We come to a smooth plot of grass and tear it up until it looks like a gopher’s heaven and we’ve put piles of clay soil in the parking lot and tracked mud all across the sidewalk and cemented a crust of dirt onto our shovels. There’s no way around the digging and there’s no way to look at a finished project without feeling jabbed in the ribs by the memory of the digging. Maybe a year or two will make you forgot, but this isn’t like child labor. You remember the digging. You remember the mini-avalanches of fine earth backsliding into the perfect hole you just dug because you stepped too near the edge. You remember the inverted pendulum swing of the pick mattocks overhead, and the labyrinth of pipes that’s hiding underneath those healthy plants.


There’s dirt under my throbbing fingernails. They throb from gripping handles tightly. And I’ve bruises on my arms and legs, but I don’t know how or when I go those. General fatigue from the gut is the least I feel when sitting down, but as soon as I get up, the stiffness is like trying to walk with my legs taped straight.

Perhaps the worst part of it—unless I’m planting—is that at the end I can’t look back at what I’ve done and admire the beauty of my work. No. I’ve made the ground look like Swiss cheese.
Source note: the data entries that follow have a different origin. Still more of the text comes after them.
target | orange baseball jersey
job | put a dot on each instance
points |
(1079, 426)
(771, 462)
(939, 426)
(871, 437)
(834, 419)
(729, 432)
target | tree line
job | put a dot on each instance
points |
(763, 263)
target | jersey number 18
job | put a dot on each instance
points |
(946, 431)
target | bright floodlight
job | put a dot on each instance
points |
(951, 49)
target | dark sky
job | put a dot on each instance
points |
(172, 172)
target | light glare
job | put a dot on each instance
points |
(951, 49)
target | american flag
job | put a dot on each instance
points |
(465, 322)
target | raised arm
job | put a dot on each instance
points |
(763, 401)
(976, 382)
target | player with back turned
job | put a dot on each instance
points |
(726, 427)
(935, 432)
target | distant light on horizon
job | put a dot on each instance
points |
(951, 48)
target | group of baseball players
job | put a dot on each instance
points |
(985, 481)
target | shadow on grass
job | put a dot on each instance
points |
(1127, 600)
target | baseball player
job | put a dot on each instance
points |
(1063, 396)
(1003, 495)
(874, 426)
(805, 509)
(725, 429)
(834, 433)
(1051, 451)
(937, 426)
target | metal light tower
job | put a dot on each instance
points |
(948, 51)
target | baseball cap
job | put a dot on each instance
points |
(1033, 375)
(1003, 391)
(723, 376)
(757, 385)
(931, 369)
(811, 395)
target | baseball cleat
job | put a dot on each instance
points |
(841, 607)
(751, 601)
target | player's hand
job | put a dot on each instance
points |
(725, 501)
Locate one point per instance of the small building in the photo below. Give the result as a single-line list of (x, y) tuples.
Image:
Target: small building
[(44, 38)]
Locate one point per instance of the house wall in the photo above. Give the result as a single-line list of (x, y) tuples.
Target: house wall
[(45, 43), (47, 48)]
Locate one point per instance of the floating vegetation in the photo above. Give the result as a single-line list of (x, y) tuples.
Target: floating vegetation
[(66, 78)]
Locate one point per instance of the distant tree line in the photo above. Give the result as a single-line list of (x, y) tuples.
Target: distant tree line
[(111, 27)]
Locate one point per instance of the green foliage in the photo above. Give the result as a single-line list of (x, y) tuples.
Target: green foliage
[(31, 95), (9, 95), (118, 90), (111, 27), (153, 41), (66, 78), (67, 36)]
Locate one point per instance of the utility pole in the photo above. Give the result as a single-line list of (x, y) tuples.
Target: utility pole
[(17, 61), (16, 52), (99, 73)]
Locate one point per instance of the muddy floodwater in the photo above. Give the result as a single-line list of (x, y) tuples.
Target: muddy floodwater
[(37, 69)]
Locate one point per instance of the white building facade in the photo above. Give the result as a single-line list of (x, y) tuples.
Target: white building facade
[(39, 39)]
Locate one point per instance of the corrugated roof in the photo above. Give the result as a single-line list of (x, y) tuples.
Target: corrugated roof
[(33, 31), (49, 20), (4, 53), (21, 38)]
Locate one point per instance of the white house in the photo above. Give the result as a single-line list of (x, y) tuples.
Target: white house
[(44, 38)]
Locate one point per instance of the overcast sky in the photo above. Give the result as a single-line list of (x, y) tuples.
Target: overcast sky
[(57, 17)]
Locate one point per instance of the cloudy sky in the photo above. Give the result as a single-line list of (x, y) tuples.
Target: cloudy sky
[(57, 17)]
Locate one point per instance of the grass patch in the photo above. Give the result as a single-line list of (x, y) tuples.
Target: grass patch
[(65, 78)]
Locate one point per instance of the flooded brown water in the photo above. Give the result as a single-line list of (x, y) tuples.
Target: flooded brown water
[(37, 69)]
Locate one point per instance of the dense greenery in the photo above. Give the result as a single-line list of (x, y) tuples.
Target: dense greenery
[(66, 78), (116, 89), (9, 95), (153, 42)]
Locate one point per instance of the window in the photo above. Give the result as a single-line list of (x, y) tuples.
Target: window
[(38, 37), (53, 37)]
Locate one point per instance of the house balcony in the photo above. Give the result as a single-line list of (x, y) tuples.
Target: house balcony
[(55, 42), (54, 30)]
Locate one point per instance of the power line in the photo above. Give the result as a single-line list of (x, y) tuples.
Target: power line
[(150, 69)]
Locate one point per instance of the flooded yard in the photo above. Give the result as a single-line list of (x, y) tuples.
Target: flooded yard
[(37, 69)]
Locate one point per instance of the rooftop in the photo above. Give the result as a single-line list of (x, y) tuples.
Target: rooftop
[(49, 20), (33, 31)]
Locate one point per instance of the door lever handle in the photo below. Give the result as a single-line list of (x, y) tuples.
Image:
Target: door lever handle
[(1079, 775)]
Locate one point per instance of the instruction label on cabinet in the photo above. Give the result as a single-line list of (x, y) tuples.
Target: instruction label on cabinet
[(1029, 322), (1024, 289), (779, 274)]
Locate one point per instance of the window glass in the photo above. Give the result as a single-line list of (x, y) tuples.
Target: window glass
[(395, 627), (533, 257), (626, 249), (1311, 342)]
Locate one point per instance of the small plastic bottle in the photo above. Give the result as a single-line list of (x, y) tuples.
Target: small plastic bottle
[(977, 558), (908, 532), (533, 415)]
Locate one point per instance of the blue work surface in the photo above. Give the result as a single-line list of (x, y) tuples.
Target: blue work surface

It looks worse now than it did when I started. It’s like organizing your dresser. First you take everything out and clean the bottoms of the drawers. But the day’s work ends there, and on Sunday’s the people file by and look confused. What is this supposed to be? What are all these holes?

I guess any average Joe would feel the same way if his house was raised and he saw all the under guts of ABS drains, Verizon cables, copper pipes, and support braces. I think that 75%—no 85% of redoing the landscape happens under the dirt where no man, woman, or child will ever say, “Oh my! What a fine PVC gluing that is!” or “Look at how deep you dug that hole! It’s amazing!”

I don’t want the praise, I want the beauty, but no, that doesn’t come until the plants go in, and when they do, the beauty grows and grows every week. The Crape Myrtle is blooming! A hummingbird drinks in our fountain. The Boston Ivy has taken hold! The Spider Plant is trying to spread again. Should we cut back the Kangaroo Plant?

Is it funny or cruel that God does the best part of it? And isn’t it exactly the opposite in our furrowed and torn up souls. God is laying the lines for new drainage and better irrigation. He digs the holes, he plants the plants, and then we take charge of the garden, trimming here and there, watching the plants grow, dropping chlorine tablets in the fountain, raking up the fallen leaves. All of it is useless without the pipes that are running beneath that dirt. But no, I don’t think that’s quite right, because just when I think my garden is right, there he goes with the demolition hammer, chiseling away what I thought looked lovely.

C.S. Lewis says it better than I, naturally.

“Imagine yourself as a living house. God comes in to rebuild that house. At first, perhaps, you can understand what He is doing. He is getting the drains right and stopping the leaks in the roof and so on: you knew that those jobs needed doing and so you are not surprised. But presently he starts knocking the house about in a way that hurts abominably and does not seem to make sense. What on earth is He up to? The explanation is that He is building quite a different house from the one you thought of—throwing out a new wing here, putting on an extra floor there, running up towers, making courtyards. You thought you were going to be made into a decent little cottage: but He is building a palace. He intends to come and live in it Himself.”

Comments

Grandma Seelye said…
I love your writing! And thanks for all that manual labor...a labor of love for God and his children.The project is beautiful!
We can hardly wait to see the finished product. WE so appreciate yours and Philip's hard work at church. It's refreshing to see a young couple you"gets it" when it comes to serving others. So cool!
Excellent job Abby, as usual. :)
Wilson Family said…
Love your writing, Abby!
josieO said…
I entirely enjoyed everything about this thought-provoking and honest post. Thanks for working so hard, Abby & Phil. I know we'll be the beneficiaries when we come home months from now and it's all in beautiful bloom.